7 thoughts on “Putin’s error is worse than Biden’s”

  1. “The same politicians who yesterday talked about understanding Putin’s problems and only reacted to his crimes with statements of ‘deep concern’, today are destroying Russia’s financial system with real sanctions and shipping tonnes of war hardware to the Ukraine.”

    Unbelievable, isn’t it? Who woulda thunk they had it in them? Not me.

    After reading all your articles on Putin and Russia leading up (for years) to the current situation, I just have to laugh at other sources trying to make sense of the whole thing. So many write about Putin’s conservative and even Christian outlook. Yes, he is opposed to homo-marriage. Christianity requires more. Love of neighbor comes to mind.
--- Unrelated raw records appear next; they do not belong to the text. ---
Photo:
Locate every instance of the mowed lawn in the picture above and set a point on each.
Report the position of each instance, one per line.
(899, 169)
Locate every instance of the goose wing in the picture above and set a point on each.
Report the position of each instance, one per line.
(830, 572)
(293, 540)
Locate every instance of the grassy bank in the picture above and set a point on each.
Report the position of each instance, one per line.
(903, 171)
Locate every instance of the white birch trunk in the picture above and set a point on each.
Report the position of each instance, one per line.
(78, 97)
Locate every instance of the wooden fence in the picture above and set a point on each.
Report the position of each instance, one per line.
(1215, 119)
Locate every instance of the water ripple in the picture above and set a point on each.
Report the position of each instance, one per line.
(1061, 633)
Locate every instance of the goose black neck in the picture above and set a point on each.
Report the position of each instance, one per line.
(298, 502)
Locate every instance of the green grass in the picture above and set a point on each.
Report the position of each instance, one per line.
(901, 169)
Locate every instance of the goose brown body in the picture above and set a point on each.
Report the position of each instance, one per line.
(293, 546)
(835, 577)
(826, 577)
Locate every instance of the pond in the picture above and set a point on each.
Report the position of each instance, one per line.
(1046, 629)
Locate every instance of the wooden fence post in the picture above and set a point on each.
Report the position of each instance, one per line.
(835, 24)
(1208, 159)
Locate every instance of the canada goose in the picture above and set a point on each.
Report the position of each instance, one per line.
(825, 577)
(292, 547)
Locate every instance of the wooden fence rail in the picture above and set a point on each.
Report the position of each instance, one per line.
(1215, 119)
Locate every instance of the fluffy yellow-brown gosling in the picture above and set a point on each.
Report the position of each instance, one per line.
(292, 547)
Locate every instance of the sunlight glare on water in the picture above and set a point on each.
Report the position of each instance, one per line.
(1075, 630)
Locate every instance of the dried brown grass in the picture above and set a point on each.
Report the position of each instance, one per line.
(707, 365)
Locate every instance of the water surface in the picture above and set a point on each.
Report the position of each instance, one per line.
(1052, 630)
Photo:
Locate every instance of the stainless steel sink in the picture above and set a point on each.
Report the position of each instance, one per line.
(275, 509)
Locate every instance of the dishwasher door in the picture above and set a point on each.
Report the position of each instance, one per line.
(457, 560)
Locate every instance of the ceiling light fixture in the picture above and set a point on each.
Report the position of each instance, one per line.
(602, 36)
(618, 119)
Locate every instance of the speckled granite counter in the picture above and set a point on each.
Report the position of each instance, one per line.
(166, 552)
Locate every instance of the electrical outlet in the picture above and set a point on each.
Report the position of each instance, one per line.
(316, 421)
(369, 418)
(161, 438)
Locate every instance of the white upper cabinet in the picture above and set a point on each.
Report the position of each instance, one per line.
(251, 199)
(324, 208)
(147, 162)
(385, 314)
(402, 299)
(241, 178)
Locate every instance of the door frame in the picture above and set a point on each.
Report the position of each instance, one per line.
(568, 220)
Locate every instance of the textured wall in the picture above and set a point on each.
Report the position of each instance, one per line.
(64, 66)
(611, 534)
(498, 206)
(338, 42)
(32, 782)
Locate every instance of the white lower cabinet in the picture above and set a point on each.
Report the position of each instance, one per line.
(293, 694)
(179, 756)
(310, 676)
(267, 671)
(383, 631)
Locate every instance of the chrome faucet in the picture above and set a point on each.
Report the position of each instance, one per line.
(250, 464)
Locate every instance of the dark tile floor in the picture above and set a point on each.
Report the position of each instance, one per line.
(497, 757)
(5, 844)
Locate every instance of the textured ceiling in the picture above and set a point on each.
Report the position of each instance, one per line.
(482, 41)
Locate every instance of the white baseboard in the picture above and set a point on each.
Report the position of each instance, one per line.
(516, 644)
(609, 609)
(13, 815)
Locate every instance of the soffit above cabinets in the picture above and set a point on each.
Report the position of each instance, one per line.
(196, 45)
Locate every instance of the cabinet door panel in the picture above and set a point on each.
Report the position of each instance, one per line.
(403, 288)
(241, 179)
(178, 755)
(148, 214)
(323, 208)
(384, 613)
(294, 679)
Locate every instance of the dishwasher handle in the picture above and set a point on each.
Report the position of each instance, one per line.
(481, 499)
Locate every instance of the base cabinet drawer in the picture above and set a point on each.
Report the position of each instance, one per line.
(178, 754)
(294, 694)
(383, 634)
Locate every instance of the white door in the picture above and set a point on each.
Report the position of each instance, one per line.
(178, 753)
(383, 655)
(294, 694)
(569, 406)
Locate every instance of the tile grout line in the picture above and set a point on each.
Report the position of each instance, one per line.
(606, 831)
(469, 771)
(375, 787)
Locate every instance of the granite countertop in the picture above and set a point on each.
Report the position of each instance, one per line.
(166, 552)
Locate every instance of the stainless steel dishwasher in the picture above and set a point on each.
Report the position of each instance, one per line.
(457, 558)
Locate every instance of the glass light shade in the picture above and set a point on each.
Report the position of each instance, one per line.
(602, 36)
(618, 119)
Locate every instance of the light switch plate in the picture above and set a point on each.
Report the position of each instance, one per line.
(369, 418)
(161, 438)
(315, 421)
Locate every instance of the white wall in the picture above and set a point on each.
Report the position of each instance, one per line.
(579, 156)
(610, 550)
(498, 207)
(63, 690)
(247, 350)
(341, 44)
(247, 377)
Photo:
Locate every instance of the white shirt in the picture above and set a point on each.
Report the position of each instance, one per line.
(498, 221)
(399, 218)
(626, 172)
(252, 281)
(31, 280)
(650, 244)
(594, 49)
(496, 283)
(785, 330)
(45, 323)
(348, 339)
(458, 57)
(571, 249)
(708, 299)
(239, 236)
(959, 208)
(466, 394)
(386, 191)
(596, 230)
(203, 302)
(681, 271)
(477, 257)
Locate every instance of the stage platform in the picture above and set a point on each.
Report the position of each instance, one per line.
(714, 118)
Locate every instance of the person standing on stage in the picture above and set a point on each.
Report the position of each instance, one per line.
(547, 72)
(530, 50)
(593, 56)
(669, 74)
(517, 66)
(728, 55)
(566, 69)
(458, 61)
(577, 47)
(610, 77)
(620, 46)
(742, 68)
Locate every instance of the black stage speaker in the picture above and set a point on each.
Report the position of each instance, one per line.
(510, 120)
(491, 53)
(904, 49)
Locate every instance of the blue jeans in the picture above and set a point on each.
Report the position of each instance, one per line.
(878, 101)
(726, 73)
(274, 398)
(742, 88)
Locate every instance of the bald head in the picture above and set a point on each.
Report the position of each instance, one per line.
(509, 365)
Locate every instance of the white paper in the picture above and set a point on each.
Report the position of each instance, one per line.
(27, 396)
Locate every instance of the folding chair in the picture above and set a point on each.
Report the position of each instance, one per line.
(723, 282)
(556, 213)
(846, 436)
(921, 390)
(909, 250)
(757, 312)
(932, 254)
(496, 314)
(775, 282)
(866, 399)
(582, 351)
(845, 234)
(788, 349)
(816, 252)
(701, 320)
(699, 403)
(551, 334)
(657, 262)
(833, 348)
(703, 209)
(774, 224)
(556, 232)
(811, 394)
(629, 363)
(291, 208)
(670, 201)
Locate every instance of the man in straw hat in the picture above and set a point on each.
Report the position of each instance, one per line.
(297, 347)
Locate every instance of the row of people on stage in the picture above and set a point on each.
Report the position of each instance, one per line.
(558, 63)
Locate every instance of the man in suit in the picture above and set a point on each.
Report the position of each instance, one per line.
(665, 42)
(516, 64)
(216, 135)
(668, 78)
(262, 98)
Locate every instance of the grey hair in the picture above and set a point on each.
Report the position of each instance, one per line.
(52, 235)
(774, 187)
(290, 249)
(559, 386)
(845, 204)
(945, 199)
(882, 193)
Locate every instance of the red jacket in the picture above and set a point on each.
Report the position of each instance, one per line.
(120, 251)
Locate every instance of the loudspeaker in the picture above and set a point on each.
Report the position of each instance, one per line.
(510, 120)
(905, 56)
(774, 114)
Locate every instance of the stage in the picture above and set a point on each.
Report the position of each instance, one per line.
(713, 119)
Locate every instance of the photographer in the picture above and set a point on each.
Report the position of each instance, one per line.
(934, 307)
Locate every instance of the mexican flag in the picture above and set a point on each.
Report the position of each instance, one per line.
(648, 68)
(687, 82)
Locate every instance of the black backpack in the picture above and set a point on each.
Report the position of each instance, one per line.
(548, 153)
  2. What do you think of Dima Adamsky’s analysis ?
    “because the Russian build-up before the offensive was so large, it can’t end with a whimper… Putin perceives himself in historical terms. He identifies totally with Russia’s destiny and greatness. There is nothing in his life that interests him more than that. After all, he’s not apprehensive that he won’t be re-elected.”
    https://www.newstatesman.com/world/europe/ukraine/2022/03/putins-theory-of-war-faces-its-toughest-test

    1. That’s one only aspect of Putin, the one he likes to project to the outside world. The other is acquisitive greed. If the two find themselves in conflict, I suspect the second on will take precedence. In general, Putin is hard to categorise — he is sui generis, which is why I call his regime kleptofascist, mot just one or the other. He’s certainly not just an old-fashioned Russian chauvinist with an eye on history.

      The paragraph you cite would fit someone like Stolypin or Witte much better. A funny aside: Putin once visited Solzhenitsyn and espied a photo of Stolypin on his desk. “Is this your Grandpa?” he asked, to Solzhenitsyn’s consternation.

  3. The thought of Putin, all alone, banging his little fists in frustration warms my heart. His national-Bolshevik plans going up in smoke. You should have been a plumber, mate!

  4. “Extremists can be shot out of hand, armies can be routed, cities can be flattened. But a nation of 40 million heavily armed people united in their hatred of the invader and his accomplices can’t be defeated. ”

    Ukraine slightly larger than Texas. That amount of red [area occupied by the Russian military] on these situation maps quite small in comparison to the rest of the country.

    Russians attacking major cities but leaving the countryside to a nation of partisans ready to fight. It is going to be a long conflict unless some solution found.